Free
Correspondence  |   June 2003
Postoperative Sore Throat: Due to Intubation or Reflux Disease?
Author Affiliations & Notes
  • Peter Roffey, M.D.
    *
  • *Department of Anesthesiology, University of Southern California, Kenneth Norris Jr. Cancer Hospital, Los Angeles, California.
Article Information
Correspondence
Correspondence   |   June 2003
Postoperative Sore Throat: Due to Intubation or Reflux Disease?
Anesthesiology 6 2003, Vol.98, 1523. doi:
Anesthesiology 6 2003, Vol.98, 1523. doi:
To the Editor:—
It is not uncommon for patients to complain of a “sore throat” after surgery that requires intubation. Despite variations in the degree of difficulty of intubation, there seems to be no correlation between attempts or duration of intubation and the degree (if any) of sore throat. In most instances, the patient makes the complaint immediately after surgery.
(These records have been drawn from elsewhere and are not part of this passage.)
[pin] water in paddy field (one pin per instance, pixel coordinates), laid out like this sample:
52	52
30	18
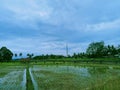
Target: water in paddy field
61	77
53	77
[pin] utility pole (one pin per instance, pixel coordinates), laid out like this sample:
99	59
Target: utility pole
66	49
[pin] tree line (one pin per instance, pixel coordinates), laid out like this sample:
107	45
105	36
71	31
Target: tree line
94	50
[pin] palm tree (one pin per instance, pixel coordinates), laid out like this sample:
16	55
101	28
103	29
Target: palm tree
15	54
20	54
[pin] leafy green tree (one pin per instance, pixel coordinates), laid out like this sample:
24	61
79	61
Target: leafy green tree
15	55
95	49
5	54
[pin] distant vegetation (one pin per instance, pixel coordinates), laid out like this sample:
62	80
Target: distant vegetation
95	50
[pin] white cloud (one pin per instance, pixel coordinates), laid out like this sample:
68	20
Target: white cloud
103	26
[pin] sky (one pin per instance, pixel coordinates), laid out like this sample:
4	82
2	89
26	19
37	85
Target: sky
46	26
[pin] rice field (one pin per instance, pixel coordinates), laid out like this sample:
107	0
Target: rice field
75	77
60	77
12	78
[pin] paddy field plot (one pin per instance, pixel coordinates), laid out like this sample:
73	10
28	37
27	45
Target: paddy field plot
12	78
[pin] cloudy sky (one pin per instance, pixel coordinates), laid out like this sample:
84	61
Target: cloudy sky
46	26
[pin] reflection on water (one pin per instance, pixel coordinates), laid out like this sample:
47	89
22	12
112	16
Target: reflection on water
76	77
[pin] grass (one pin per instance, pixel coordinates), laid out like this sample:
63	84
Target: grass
60	79
63	76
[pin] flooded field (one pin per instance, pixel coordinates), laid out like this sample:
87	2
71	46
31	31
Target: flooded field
75	77
61	77
12	78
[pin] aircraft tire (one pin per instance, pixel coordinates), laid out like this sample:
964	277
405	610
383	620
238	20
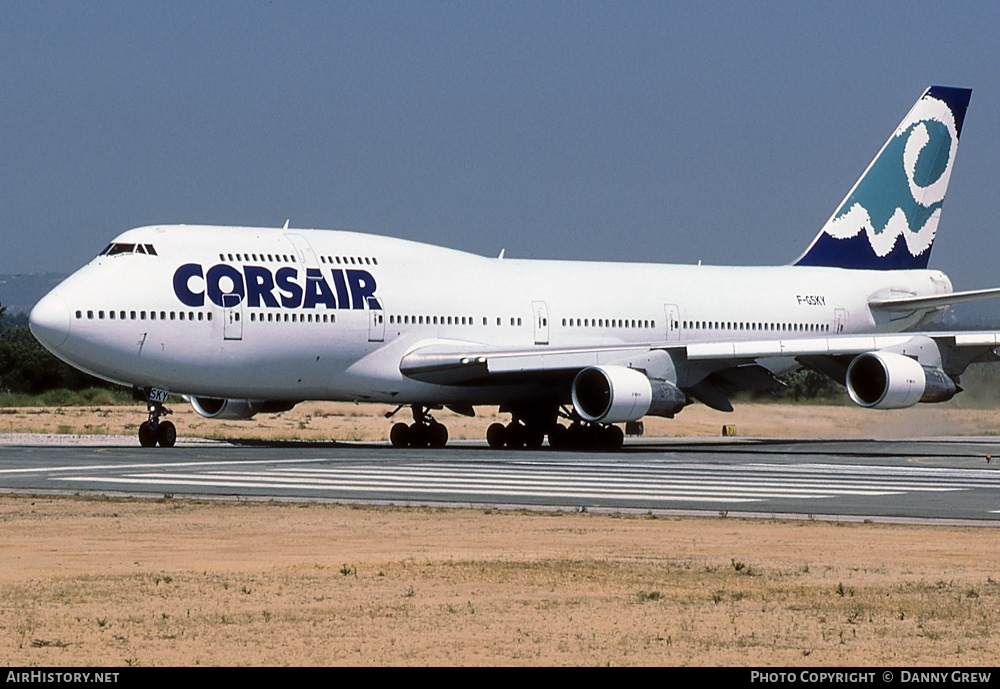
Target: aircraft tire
166	434
515	435
399	435
496	435
147	436
533	438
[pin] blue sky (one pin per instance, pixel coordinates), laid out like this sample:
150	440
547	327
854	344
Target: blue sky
665	131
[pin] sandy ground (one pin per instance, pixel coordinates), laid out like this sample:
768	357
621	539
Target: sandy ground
171	582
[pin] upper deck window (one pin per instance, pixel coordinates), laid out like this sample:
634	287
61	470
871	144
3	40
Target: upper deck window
121	248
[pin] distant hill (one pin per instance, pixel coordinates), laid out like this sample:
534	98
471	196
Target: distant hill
21	292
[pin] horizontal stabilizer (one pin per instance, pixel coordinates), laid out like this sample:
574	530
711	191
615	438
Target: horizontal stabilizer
916	303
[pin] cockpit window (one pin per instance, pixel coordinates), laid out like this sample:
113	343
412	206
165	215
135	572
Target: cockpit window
119	248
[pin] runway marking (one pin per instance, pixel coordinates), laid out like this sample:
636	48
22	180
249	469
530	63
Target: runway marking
653	481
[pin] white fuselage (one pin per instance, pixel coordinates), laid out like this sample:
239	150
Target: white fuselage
329	315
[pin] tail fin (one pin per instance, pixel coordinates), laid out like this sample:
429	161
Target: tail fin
889	218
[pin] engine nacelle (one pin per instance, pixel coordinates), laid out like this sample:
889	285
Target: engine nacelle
230	410
885	380
616	394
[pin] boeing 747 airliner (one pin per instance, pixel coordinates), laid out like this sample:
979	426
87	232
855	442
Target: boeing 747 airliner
242	321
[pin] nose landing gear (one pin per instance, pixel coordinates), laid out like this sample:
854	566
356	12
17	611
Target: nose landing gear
155	432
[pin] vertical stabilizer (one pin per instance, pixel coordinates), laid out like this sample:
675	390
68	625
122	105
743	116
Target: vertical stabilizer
889	219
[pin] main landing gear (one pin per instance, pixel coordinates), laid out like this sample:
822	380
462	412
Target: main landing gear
529	427
423	432
155	432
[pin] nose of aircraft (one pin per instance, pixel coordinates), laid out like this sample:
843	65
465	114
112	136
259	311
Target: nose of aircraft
49	321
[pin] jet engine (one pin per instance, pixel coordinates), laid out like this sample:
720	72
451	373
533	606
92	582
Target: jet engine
885	380
228	409
615	394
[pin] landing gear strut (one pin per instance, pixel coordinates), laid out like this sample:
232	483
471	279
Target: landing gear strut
155	432
530	426
423	432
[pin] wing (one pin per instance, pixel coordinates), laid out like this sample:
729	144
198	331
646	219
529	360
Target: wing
707	371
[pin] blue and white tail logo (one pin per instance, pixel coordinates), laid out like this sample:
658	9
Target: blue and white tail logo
889	219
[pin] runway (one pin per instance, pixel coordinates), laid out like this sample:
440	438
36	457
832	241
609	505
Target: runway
946	479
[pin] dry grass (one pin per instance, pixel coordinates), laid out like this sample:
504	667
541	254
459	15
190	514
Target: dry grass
110	582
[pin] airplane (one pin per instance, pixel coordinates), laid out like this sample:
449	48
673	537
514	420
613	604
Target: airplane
241	321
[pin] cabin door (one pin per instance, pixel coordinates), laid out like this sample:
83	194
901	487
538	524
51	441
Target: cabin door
673	322
232	314
376	321
541	312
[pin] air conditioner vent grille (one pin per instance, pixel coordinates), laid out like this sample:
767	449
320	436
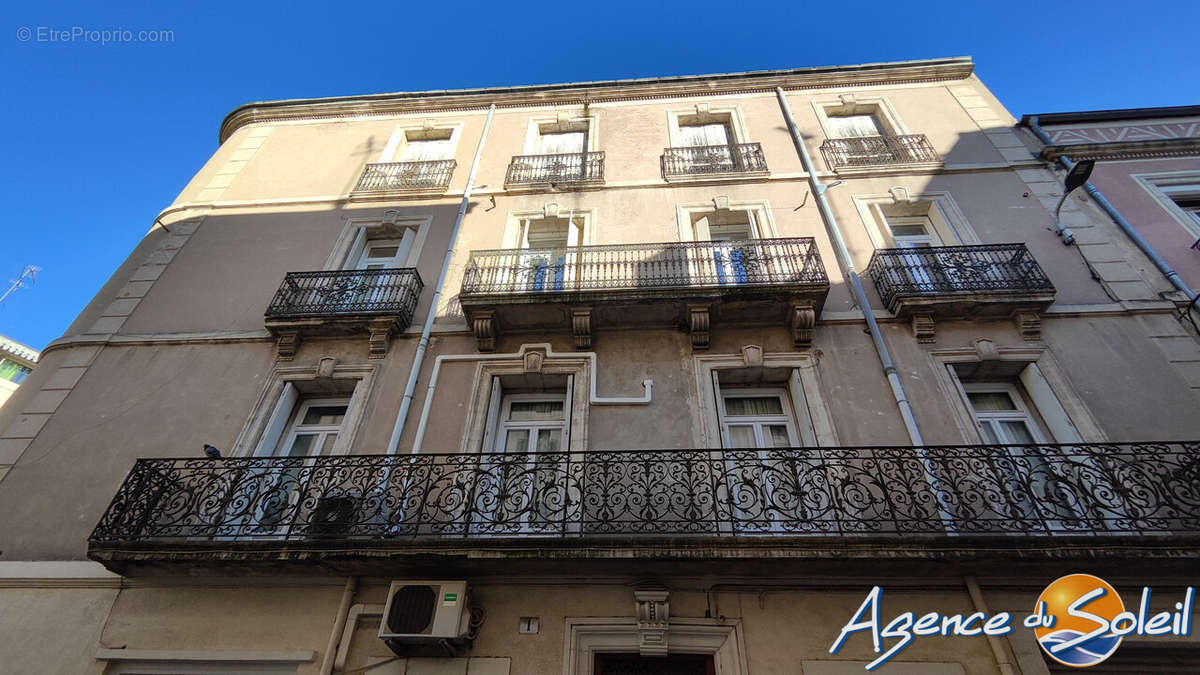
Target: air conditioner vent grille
412	609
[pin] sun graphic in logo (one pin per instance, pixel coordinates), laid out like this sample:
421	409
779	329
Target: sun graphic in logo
1067	640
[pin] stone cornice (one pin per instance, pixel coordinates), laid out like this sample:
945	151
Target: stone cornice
930	70
1125	150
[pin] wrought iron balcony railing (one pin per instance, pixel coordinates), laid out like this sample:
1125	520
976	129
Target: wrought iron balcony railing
705	160
946	270
877	150
645	267
1111	489
567	168
406	175
393	292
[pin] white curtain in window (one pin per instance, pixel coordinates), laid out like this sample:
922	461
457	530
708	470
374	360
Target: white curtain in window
695	135
853	126
563	143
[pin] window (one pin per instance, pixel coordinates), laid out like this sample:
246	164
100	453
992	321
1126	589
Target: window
757	418
855	125
533	423
315	428
427	145
13	371
1001	414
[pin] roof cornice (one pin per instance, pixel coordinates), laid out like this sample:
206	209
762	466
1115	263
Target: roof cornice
929	70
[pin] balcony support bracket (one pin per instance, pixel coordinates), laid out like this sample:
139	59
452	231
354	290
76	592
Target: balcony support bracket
923	328
697	324
286	345
653	615
483	324
802	316
379	335
581	327
1029	324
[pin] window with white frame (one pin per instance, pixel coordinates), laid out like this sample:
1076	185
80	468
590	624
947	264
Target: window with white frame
533	423
855	125
757	418
1002	414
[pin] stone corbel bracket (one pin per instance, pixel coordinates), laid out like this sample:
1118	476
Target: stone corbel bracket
653	615
802	317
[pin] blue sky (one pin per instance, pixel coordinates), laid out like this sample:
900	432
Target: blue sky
102	137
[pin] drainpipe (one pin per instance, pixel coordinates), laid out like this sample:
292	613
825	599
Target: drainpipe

On occasion, however, the patient makes no comment until a few days after surgery. Despite the delay in onset of symptoms, this pharyngitis is still often blamed on the intubation process. However, there are other causes of inflammation that should be considered, chief among them gastroesophageal reflux disease (GERD).
We are report one such case in a patient with a history of reflux disease. A 58-yr-old man underwent excision of a renal tumor. The intubation and surgery were uneventful. On the fourth postoperative day, he complained of a severe sore throat, which persisted for many weeks. Initially, this was thought to be related to intubation. An otolaryngologist was consulted and a detailed examination was performed. This examination revealed no injuries related to intubation; however, it did show inflammation of the pharynx consistent with the changes seen in GERD. An endoscopy performed by gastroenterology also revealed an acute exacerbation of reflux disease. Once the patient was adequately treated, these symptoms disappeared in approximately 6 weeks.
GERD is being diagnosed with greater frequency today, and patients may be on oral antireflux medication preoperatively, such as Prilosec or nexium. These drugs are quite often discontinued in the immediate postoperative period. In addition, ileus is common postoperatively because of bowel manipulation intraoperatively, administration of intraoperative and postoperative narcotics, interstitial edema (third spacing), or a combination of these factors. Lack of ambulation further promotes ileus. Patients also tend to spend more time in the recumbent position. Repeated attempts to clear the throat because of the irritation will merely increase it.
GERD is now recognized as being fairly common in the general population, and more and more patients arriving for surgery give a history of some degree of GERD, whether being medically treated or not. As this is now recognized, and given the multitude of factors postoperatively that promote GERD, the anesthesiologist should consider this disease when visiting a patient with late-onset pharyngitis after surgery.